Fig. 6. Loss of zygotic Da leads to defects in allocation and patterning of heart
and somatic muscle. (A-F) Wild-type embryos; (G-L) da zygotic mutant
embryos. (A,B,G and H) show somatic muscles in embryos stained for Mhc. (G) An
example of more muscle in da zygotic mutant embryos: Lateral muscles
were duplicated as compared to wild-type. (H) Example of muscle loss. Muscle
VT1 is absent is some abdominal segments (white arrowhead), but is present in
others (black arrowhead). VT1 loss can be tied to loss of founder gene
expression. da embryos lack S59 (slouch) expression in the
cluster, which gives rise to this muscle (cluster I). Despite losses in S59
cluster I staining in many segments, not all VT1 muscles are absent.
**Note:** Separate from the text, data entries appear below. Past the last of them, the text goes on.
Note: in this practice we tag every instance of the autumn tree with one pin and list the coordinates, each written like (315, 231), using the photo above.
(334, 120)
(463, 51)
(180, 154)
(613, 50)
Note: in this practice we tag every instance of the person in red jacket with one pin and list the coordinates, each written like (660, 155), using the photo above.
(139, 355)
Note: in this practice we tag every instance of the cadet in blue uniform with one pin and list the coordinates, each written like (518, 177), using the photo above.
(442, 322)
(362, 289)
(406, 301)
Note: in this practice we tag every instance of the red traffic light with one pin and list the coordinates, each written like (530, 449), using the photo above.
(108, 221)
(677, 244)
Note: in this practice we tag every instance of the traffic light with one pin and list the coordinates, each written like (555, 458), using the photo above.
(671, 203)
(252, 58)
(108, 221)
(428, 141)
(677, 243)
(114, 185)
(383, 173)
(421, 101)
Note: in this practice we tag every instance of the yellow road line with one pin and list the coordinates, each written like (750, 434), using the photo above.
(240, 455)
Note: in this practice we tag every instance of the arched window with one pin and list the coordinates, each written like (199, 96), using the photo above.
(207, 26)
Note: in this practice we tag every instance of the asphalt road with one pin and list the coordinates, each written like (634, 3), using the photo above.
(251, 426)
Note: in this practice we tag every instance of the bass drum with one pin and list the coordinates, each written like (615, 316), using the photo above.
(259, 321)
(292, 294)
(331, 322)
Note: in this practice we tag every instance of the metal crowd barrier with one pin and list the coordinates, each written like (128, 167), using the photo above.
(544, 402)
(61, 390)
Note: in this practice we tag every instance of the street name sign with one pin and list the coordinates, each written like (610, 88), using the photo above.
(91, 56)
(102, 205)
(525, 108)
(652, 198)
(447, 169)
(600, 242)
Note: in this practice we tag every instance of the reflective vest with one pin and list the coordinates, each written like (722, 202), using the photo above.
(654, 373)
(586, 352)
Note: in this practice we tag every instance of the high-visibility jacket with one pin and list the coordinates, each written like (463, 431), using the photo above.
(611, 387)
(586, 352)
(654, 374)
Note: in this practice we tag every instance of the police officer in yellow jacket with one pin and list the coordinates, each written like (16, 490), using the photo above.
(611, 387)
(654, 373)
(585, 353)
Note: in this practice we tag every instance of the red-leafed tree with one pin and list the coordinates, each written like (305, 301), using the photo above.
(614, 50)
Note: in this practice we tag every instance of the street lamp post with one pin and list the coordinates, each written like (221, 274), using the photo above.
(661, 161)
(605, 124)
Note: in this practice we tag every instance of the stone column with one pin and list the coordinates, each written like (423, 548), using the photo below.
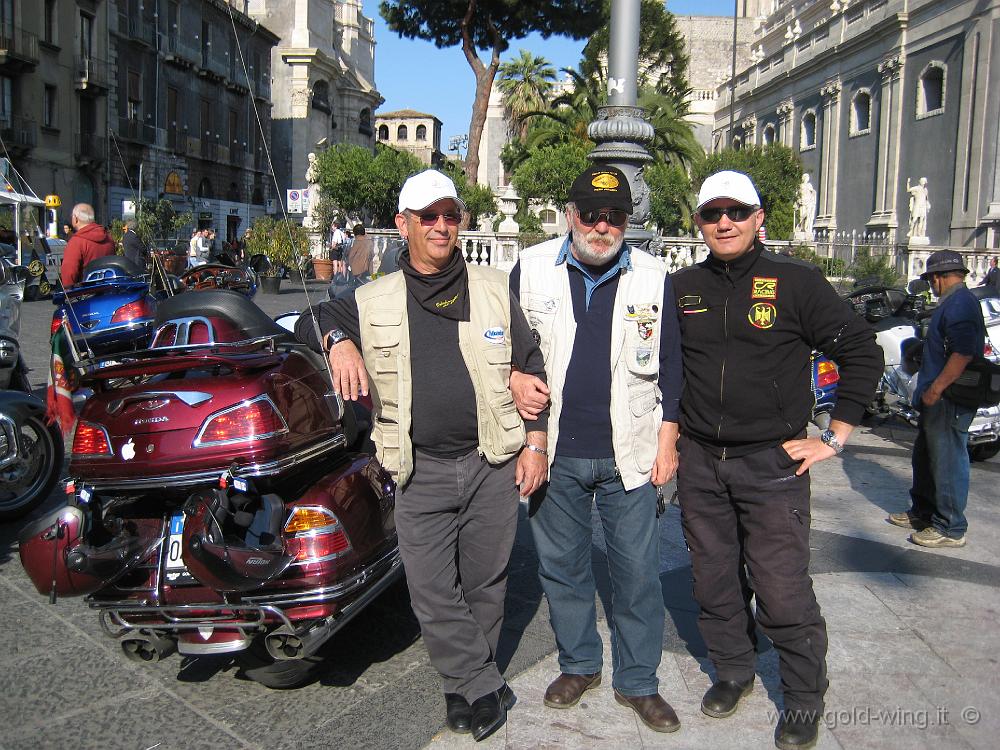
(826, 213)
(621, 131)
(890, 114)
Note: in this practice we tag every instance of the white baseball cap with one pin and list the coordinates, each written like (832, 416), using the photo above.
(425, 188)
(728, 184)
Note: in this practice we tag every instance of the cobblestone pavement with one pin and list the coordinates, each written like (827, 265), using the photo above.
(913, 644)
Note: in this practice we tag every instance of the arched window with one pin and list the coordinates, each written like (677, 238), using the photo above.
(930, 90)
(807, 137)
(861, 113)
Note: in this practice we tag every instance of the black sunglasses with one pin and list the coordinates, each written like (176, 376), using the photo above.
(615, 217)
(735, 213)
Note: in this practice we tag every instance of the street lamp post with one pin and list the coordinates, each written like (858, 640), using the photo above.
(621, 130)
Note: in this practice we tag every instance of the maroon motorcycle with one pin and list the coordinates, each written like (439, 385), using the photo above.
(221, 497)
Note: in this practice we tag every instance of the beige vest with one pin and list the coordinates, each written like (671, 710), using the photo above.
(635, 401)
(484, 341)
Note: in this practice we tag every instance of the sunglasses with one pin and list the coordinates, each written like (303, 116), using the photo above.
(735, 213)
(430, 219)
(616, 217)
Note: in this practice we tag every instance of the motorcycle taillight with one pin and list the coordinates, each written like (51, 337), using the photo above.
(317, 535)
(131, 311)
(91, 440)
(251, 420)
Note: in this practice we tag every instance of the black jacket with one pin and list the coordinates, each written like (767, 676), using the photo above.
(747, 330)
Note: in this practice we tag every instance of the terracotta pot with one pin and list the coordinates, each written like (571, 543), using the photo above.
(323, 269)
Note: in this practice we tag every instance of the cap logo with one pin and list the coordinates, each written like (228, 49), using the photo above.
(604, 181)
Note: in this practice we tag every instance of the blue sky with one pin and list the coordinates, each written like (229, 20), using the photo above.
(413, 74)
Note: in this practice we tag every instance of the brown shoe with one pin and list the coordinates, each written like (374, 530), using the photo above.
(654, 712)
(567, 689)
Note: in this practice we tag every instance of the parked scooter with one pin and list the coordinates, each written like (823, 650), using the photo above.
(31, 451)
(899, 318)
(220, 497)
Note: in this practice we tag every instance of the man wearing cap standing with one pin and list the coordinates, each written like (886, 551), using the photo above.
(749, 320)
(437, 340)
(940, 458)
(603, 317)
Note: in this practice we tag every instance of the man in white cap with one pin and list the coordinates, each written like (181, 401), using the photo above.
(749, 320)
(437, 341)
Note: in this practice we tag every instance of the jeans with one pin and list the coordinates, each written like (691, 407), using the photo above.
(561, 527)
(941, 467)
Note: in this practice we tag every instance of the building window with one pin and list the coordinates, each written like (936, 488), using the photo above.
(807, 136)
(930, 90)
(861, 113)
(49, 119)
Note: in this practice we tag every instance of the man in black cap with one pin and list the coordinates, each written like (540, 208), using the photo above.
(940, 458)
(602, 315)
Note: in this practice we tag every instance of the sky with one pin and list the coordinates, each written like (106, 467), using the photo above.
(413, 74)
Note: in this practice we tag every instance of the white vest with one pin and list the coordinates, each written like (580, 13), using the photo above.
(485, 343)
(636, 408)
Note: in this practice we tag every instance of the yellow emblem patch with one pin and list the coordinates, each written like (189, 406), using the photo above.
(605, 181)
(764, 288)
(762, 315)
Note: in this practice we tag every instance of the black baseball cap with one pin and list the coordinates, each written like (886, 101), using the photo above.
(601, 186)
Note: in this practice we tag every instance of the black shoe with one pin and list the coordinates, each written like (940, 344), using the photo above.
(490, 712)
(799, 732)
(459, 713)
(723, 698)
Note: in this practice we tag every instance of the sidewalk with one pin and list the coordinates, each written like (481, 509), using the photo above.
(914, 633)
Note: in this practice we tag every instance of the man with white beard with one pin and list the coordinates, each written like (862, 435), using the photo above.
(603, 317)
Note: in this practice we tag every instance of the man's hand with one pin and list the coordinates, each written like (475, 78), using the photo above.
(350, 379)
(666, 454)
(532, 466)
(530, 394)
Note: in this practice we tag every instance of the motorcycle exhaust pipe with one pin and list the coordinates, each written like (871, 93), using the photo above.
(147, 647)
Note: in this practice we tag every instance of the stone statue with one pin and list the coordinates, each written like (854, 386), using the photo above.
(920, 205)
(805, 209)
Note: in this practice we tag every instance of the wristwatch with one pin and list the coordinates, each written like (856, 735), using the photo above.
(333, 338)
(829, 437)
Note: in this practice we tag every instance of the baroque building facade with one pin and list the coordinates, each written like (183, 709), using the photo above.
(875, 95)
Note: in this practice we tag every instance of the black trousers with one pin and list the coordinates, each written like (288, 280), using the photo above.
(746, 521)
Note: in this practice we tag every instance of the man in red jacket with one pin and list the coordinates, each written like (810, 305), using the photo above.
(89, 242)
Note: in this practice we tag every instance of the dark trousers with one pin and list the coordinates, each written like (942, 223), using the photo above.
(746, 521)
(456, 520)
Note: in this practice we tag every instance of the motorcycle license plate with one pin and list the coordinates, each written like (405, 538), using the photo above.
(174, 568)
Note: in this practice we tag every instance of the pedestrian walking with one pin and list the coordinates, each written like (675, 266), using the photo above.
(603, 315)
(940, 461)
(88, 242)
(749, 319)
(437, 341)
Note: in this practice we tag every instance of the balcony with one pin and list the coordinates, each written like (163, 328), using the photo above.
(138, 30)
(134, 130)
(90, 150)
(18, 49)
(92, 75)
(20, 134)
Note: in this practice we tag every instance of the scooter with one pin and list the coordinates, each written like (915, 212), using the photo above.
(899, 318)
(31, 451)
(221, 498)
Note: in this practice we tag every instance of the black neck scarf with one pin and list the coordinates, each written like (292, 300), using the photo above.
(444, 293)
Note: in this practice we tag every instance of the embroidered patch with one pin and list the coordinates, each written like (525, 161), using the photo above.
(494, 335)
(764, 288)
(762, 315)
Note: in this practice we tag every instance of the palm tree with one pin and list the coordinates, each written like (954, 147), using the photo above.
(525, 83)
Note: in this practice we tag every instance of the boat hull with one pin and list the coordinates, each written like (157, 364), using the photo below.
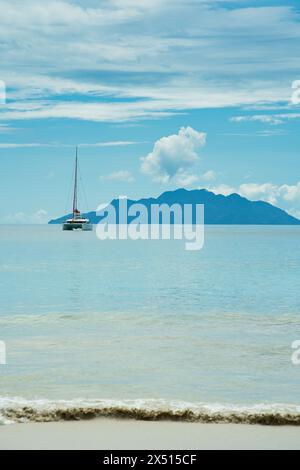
(85, 227)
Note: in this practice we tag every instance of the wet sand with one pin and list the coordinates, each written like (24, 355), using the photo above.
(110, 434)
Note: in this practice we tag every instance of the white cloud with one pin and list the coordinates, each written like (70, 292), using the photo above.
(209, 176)
(222, 189)
(274, 119)
(169, 71)
(122, 175)
(173, 156)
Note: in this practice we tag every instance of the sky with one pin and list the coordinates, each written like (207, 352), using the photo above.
(157, 94)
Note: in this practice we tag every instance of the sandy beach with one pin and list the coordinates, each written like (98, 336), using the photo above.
(109, 434)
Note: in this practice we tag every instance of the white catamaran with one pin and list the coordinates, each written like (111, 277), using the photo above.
(77, 222)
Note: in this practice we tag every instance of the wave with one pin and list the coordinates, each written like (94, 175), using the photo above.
(18, 410)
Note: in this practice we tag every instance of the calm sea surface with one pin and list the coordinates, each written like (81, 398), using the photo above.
(91, 319)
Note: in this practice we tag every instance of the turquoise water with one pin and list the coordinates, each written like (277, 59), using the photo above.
(116, 320)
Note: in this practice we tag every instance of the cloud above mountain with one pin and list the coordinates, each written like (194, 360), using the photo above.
(173, 156)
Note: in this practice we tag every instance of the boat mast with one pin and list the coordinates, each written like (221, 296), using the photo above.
(75, 210)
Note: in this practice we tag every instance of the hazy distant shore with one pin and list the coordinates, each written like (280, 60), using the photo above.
(109, 434)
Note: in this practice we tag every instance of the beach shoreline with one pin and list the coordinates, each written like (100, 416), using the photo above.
(115, 434)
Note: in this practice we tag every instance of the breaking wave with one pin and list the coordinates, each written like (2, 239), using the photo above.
(17, 410)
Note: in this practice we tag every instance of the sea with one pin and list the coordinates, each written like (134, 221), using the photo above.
(148, 330)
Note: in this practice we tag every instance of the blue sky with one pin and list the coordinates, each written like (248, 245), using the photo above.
(157, 93)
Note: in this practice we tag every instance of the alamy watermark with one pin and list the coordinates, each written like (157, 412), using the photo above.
(296, 354)
(138, 221)
(2, 353)
(2, 92)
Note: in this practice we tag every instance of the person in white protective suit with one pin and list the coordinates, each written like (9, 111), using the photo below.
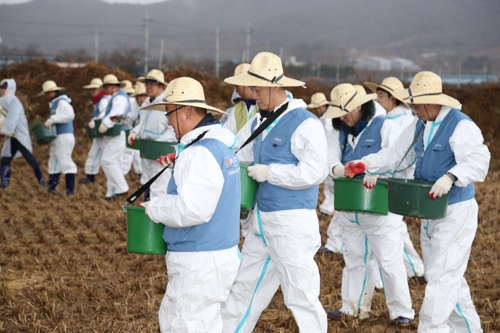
(364, 235)
(290, 163)
(61, 116)
(14, 129)
(128, 121)
(448, 150)
(112, 147)
(153, 126)
(99, 104)
(200, 211)
(245, 109)
(318, 107)
(401, 114)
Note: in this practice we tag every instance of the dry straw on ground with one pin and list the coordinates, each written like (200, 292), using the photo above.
(64, 265)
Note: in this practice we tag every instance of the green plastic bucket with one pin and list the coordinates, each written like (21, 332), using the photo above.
(410, 197)
(153, 149)
(143, 235)
(352, 196)
(137, 143)
(248, 187)
(44, 136)
(94, 132)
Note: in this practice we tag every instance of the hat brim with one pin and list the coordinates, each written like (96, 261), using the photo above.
(317, 105)
(143, 80)
(336, 112)
(441, 99)
(248, 80)
(92, 86)
(52, 89)
(160, 106)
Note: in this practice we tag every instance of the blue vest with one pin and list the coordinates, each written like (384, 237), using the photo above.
(277, 148)
(222, 231)
(438, 158)
(370, 142)
(64, 127)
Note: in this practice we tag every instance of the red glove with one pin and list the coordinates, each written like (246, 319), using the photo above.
(166, 159)
(354, 168)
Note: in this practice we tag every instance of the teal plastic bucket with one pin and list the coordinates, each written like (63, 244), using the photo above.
(410, 197)
(248, 187)
(153, 149)
(44, 136)
(143, 235)
(352, 196)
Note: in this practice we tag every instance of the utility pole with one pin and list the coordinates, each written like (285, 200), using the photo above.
(96, 45)
(249, 31)
(146, 43)
(160, 62)
(460, 45)
(217, 52)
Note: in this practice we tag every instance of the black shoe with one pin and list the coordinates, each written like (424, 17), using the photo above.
(88, 179)
(403, 322)
(336, 314)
We
attribute this effect to low levels of S59 expression and/or expression of
other factors that allow formation of this muscle (J; arrowhead). (I) Ectopic
Eve expression in the anterior region of the mesodermal segment (arrowhead)
suggests a role for da in the allocation of somatic mesoderm.
Zfh1-positive pericardial and cardial cells and Fas III-expressing visceral
muscle progenitors were present in normal positions in the majority of
analyzed embryos (K,L), however absence of some Zfh1-positive cells can be
observed in some mutant embryos (arrowhead, K).